Downstream Detection Model Validation: To verify the effectiveness of the generated defect images in practical applications, we used the generated defect samples to train a defect detection model and tested it on a test set. Specifically, we first trained a YOLOv11 [41] detection model using the generated defect images. Then, we used the trained model to detect defects in the test data from our dataset. We used recall to evaluate the model’s detection capability and mAP@50 and recall to evaluate the model’s detection capability and the localization accuracy of the defects. A small number of particularly poor-quality generated images were excluded.

4. Results and Discussion

4.1. Experimental Setup

We comprehensively compared our method with several representative sample generation methods, including CycleGAN [24], Pixel2pixel [41], DreamBooth [33], textual inversion [30], and DDIM [42], and objectively quantified the generation quality using the Fréchet Inception Distance (FID) metric and the Maximum Mean Discrepancy (MMD) with both RBF and linear kernels. To verify the effectiveness of our method in practical applications, we constructed a complete downstream evaluation process, inputting the generated samples into the YOLOv11 detection model, and comprehensively evaluated the practical value of the generated samples by analyzing the recognition accuracy and generalization performance of each model.

Implementation Details

StableIDG was implemented based on Stable Diffusion v1-5 [43], using a 256 × 256 resolution input, a low-rank embedding adaptation matrix with a rank value of 4, a learning rate of 5 × 10⁻⁴ and the AdamW optimizer (β₁ = 0.9, β₂ = 0.999), and was trained over 1000 steps using 20 defect images per class. The settings for the comparison methods were their default hyperparameters.
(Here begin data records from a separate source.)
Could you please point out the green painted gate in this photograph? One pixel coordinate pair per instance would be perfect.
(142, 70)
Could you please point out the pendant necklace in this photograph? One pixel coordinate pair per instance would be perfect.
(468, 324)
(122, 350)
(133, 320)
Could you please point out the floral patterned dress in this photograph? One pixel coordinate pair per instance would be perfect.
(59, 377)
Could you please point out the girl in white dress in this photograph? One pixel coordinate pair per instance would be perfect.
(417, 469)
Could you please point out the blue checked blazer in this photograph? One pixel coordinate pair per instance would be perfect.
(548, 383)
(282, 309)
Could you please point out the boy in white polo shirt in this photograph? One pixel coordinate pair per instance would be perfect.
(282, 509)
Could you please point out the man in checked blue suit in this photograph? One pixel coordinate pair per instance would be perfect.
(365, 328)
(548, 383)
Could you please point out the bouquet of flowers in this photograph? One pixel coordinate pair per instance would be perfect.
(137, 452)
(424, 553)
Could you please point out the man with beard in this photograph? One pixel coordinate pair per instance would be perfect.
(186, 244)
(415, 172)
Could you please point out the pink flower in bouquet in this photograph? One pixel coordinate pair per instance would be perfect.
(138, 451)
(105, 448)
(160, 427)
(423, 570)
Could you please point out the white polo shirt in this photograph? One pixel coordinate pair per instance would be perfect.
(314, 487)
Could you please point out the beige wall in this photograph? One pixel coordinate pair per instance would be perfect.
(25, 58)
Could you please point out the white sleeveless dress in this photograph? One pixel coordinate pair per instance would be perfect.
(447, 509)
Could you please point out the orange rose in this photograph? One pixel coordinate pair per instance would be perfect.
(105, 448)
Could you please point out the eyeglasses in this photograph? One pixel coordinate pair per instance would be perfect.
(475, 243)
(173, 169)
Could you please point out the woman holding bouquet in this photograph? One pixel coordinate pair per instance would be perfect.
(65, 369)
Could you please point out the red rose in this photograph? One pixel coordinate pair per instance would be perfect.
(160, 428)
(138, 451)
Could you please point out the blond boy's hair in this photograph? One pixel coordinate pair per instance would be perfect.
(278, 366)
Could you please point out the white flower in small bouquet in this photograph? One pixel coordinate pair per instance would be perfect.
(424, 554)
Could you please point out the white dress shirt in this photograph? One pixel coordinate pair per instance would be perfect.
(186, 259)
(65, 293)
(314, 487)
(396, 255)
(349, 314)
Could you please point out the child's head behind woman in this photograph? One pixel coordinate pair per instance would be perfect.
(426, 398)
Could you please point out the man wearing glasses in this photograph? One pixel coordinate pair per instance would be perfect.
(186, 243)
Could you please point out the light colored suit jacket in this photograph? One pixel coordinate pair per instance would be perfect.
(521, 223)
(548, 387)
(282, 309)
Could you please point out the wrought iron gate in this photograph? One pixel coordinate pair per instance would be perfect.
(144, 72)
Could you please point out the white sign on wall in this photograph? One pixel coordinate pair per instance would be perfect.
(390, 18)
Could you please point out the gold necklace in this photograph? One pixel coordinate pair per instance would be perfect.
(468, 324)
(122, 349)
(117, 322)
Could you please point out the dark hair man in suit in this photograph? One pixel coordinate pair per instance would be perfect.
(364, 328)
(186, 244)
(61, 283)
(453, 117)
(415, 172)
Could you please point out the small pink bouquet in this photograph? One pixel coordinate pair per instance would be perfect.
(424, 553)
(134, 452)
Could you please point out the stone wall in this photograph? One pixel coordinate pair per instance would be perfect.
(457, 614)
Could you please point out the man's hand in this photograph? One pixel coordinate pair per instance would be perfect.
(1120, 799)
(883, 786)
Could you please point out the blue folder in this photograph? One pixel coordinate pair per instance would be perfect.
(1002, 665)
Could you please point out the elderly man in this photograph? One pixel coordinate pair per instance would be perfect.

4.2. Comparison and Analysis of the Results

4.2.1. Results of the Generated Image Quality

The generated results using the Medium and Heavy Plate Surface Defect Dataset are shown in Figure 4. CycleGAN and Pixel2pixel performed poorly in learning the texture features of Bs and Ss defects, and obvious grid artifacts were present in their generated results. Although the DDIM was able to capture the morphological features of the defects relatively well, the images it generated were very blurry and lacked sufficient detail. In contrast, textual inversion could generate defect images with rich details, but the background was too smooth, and noticeable wavy light and dark stripes appeared in the images. DreamBooth, although exhibiting excellent visual effects, showed limited diversity in the details of its generated results, and the fusion between defects and the background was poor.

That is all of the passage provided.